A/WySnJ mice are B lymphopenic, whereas A/J and congenic AW.Baffr^+/+ mice are not. (A) Schematic representation of Baffr cDNA. Gray shading represents the retrotransposon insertion. (B) AW.Baffr^+/+ chromosome 15. Gray shading shows the congenic interval derived from the CAST/Ei strain. (C) Splenocytes were stained with fluorescent antibodies to IgM and IgD, and analyzed for the T1 (IgM^highIgD^low), MZ/T1 (IgM^highIgD^int), T2 (IgM^highIgD^high), and mature B cell subsets (IgM^lowIgD^high). (D) Splenocytes were stained with fluorescent antibodies to IgM, C1qRp, and CD23. The IgM-gated cells were analyzed for the mature B cell subset (CD23^highC1qRp⁻).

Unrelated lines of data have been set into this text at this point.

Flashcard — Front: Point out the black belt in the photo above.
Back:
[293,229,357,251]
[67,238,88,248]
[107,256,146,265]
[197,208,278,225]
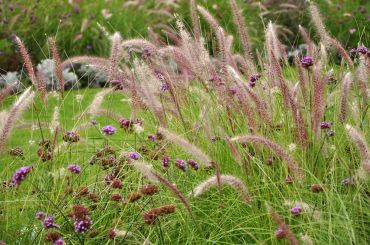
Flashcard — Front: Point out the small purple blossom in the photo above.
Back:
[53,238,64,245]
[208,75,220,82]
[266,157,273,165]
[148,134,157,141]
[36,212,46,220]
[229,86,238,95]
[341,177,354,185]
[63,131,80,143]
[73,3,80,14]
[275,227,285,239]
[42,215,60,229]
[9,166,32,186]
[320,122,331,129]
[249,73,261,83]
[128,151,140,160]
[162,156,170,168]
[110,79,123,90]
[326,129,335,137]
[102,125,116,135]
[175,159,188,172]
[349,46,369,54]
[74,217,92,233]
[357,47,369,54]
[161,82,168,91]
[290,205,302,215]
[188,159,199,170]
[301,56,313,68]
[67,164,81,174]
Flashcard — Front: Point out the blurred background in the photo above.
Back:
[0,0,370,77]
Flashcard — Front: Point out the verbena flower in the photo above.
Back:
[42,215,60,229]
[119,118,133,129]
[188,159,199,170]
[161,82,168,91]
[326,129,335,137]
[350,46,369,54]
[162,156,170,168]
[148,134,157,141]
[275,227,286,239]
[341,177,354,185]
[249,73,261,83]
[110,79,123,90]
[36,212,46,220]
[229,86,238,95]
[110,179,123,189]
[108,229,117,239]
[9,166,32,186]
[129,151,140,160]
[74,217,92,233]
[140,184,159,196]
[301,56,313,68]
[53,238,64,245]
[320,122,331,129]
[175,159,188,172]
[102,125,116,135]
[290,205,302,215]
[68,164,81,174]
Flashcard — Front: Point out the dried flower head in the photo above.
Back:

The C1qRp-gated cells were analyzed for T1 (IgM^highCD23⁻), T2 (IgM^highCD23⁺), and T3 (IgM^lowCD23⁺) B cell subsets. The data are representative of six mice per strain.

Figure 3

Retroviral-mediated gene transfer of the wild-type Baffr gene into A/WySnJ HSC-restored B cell development. Flow cytometry was performed on individual splenocyte samples gated according to their GFP expression. (A) The cells were stained with antibodies to IgM, CD21 and CD23, and gated for NF, MZ and FO B cell subsets. (B) The cells were stained with antibodies to IgM and to IgD; the IgM⁺IgD⁺ cells were gated as shown to evaluate B cell subsets. (C) The cells were stained with antibodies to IgM, C1qRp, and CD23; the IgM⁺ cells were gated for the C1qRp⁻CD23⁺ mature B cells [47]. (D) The cells were stained with antibodies to IgM, C1qRp, and CD23; the C1qRp⁺ cells were subdivided into T1, T2 and T3 B cells. The data shown are representative of five mice per strain.

Figure 4

A/WySnJ mice develop proteinuria, whereas A/J and AW.Baffr^+/+ mice do not. (A) Mean proteinuria score. (B) Incidence of severe proteinuria (≥300 mg/dL urinary protein). Scores were assigned as follows: score 0 = 0-trace, score 30 = 30–99 mg/dL, score 100 = 100–299 mg/dL, score 300 = ≥300 mg/dL. The data shown are from 13–22 female and male mice per age group. A two-tailed Student’s t-test for proteinuria scores and χ² test of incidence gave p<0.05 (*) for comparisons between A/WySnJ and A/J or AW.Baffr^+/+ mice.

Figure 5

A/WySnJ mice develop renal pathology and accumulate IgG deposits in the glomeruli, whereas A/J and AW.Baffr^+/+ mice do not. (A) Kidney sections stained with PAS reagent. (B) Kidney sections within the white boxes in panel (A) were enlarged to show renal pathology. (C) Kidney sections stained with FITC-coupled antibodies to mouse IgG. Histopathological and immunohistochemical analyses were performed on kidneys from mice aged 11–12 months.